Text Analysis On The Dr. Seuss - The Cat In The Hat Book With R Programming

in #programming6 years ago

Hi there. In this programming post, I share some experimental work on text analysis/mining with the programming language R. I use R and text analysis to analyze the words in the Dr. Seuss - The Cat In The Hat kids book.

A full version of this post can be found on my website with this link


Image Source: The Cat In The Hat Book

Sections


  • Introduction
  • Wordclouds On The Most Common Words In The Cat In The Hat
  • Most Common Words Plot
  • Sentiment Analysis On The Cat In The Hat
  • References

Introduction


I have found a text version of the book which can be found at https://github.com/robertsdionne/rwet/blob/master/hw2/drseuss.txt. The contents are copied and pasted to a different .txt file for offline use.

The R packages that are used are dplyr, tidyr, ggplot2, tidytext, wordcloud and tm. These packages are needed for data manipulation, data wrangling, data visualization, data cleaning and for setting up wordclouds in R.

(To install a package in R, use install.packages("pkg_name"))

# Text Mining on the Dr. Seuss - The Cat In The Hat Kids Book

# Text Version Of Book Source: 
# https://github.com/robertsdionne/rwet/blob/master/hw2/drseuss.txt

# 1) Wordclouds 
# 2) Word Counts 
# 3) Sentiment Analysis - nrc, bing and AFINN Lexicons

#----------------------------------

# Load libraries into R:
# Install packages with install.packages("pkg_name")

library(dplyr)
library(tidyr)
library(ggplot2)
library(tidytext)
library(wordcloud)
library(tm)


Image Source

Wordclouds Of The Most Common Words In The Cat In The Hat Book


I first load in the The Cat In The Hat book from the offline text file with the readLines() function. Afterwards, the readLines() object is put into a VectorSource and then into a Corpus. (Make sure to set the working directory in R where the file is located.)
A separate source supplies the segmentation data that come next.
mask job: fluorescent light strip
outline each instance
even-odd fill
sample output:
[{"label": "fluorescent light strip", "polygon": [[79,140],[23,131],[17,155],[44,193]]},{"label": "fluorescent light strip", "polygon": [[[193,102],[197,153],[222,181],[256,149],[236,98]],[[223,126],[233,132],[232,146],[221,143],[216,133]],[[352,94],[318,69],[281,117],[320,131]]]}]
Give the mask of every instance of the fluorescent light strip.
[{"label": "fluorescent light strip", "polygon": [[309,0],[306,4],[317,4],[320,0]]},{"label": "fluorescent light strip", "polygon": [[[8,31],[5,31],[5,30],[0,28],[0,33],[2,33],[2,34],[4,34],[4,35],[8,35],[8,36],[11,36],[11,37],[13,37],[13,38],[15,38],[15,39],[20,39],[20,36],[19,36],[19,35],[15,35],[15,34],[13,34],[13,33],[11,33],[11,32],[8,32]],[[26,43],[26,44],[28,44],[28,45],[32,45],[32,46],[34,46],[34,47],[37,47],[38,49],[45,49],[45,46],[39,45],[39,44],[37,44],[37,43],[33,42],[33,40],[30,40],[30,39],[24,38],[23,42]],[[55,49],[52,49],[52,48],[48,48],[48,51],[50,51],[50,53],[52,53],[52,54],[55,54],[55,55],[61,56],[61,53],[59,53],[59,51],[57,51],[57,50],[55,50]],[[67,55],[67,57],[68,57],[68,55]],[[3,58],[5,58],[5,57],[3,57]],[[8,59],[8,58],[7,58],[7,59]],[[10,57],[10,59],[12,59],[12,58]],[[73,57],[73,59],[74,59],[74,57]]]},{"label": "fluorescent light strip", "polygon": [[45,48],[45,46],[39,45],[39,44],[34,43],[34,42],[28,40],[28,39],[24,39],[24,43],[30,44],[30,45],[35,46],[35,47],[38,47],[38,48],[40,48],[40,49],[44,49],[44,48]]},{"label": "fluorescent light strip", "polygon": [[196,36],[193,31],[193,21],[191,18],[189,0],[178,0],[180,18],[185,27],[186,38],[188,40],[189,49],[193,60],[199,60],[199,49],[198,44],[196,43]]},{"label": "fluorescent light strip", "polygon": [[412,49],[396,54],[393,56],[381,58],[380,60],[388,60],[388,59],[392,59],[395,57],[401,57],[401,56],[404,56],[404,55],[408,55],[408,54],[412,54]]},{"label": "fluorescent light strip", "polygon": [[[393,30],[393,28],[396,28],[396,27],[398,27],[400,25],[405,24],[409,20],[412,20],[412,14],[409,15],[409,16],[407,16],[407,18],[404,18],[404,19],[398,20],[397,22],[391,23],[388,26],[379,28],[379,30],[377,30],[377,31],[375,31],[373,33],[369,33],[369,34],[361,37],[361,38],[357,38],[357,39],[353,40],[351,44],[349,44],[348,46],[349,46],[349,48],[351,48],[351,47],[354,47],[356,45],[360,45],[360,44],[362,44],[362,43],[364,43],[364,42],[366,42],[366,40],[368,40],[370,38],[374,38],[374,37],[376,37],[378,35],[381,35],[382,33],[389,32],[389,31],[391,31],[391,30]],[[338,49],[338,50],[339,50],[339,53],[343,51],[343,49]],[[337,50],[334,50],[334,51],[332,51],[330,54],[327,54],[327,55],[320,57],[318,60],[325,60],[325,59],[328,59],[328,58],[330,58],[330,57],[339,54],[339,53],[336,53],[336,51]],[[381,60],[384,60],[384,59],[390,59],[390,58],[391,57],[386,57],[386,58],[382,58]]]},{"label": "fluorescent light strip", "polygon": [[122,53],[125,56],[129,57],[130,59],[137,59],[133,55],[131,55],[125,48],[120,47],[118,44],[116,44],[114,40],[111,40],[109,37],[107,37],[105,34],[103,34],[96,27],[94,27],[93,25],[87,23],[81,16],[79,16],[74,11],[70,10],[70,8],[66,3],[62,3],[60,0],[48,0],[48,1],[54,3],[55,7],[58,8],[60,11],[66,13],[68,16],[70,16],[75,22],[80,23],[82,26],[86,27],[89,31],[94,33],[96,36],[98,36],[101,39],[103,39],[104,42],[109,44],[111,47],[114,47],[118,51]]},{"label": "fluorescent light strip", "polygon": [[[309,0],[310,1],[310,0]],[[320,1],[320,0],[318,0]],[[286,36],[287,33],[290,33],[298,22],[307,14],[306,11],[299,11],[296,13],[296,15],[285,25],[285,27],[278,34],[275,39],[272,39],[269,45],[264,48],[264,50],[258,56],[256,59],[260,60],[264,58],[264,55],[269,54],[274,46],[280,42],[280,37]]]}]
Once you have the Corpus object, the tm_map() functions can be used to clean up the text. Options include removing punctuations, converting text to lowercase, removing numbers, removing whitespace and removing stopwords (words like the, and, or, for, me).

# 1) Wordclouds
# Reference: http://www.sthda.com/english/wiki/text-mining-and-word-cloud-fundamentals-in-r-5-simple-steps-you-should-know
# Ref 2: https://www.youtube.com/watch?v=JoArGkOpeU0

catHat_book <- readLines("cat_in_the_hat_textbook.txt")

catHat_text <- Corpus(VectorSource(catHat_book))

# Clean the text up:

catHat_clean <- tm_map(catHat_text, removePunctuation)
catHat_clean <- tm_map(catHat_clean, content_transformer(tolower))
catHat_clean <- tm_map(catHat_clean, removeNumbers)
catHat_clean <- tm_map(catHat_clean, stripWhitespace)

# Remove English stopwords such as: the, and or, over, under, and so on:

catHat_clean <- tm_map(catHat_clean, removeWords, stopwords('english'))

The tm_map() object is then converted into a Term Document Matrix and then into a data frame. Once a data frame is obtained, wordclouds along with bar graphs can be generated.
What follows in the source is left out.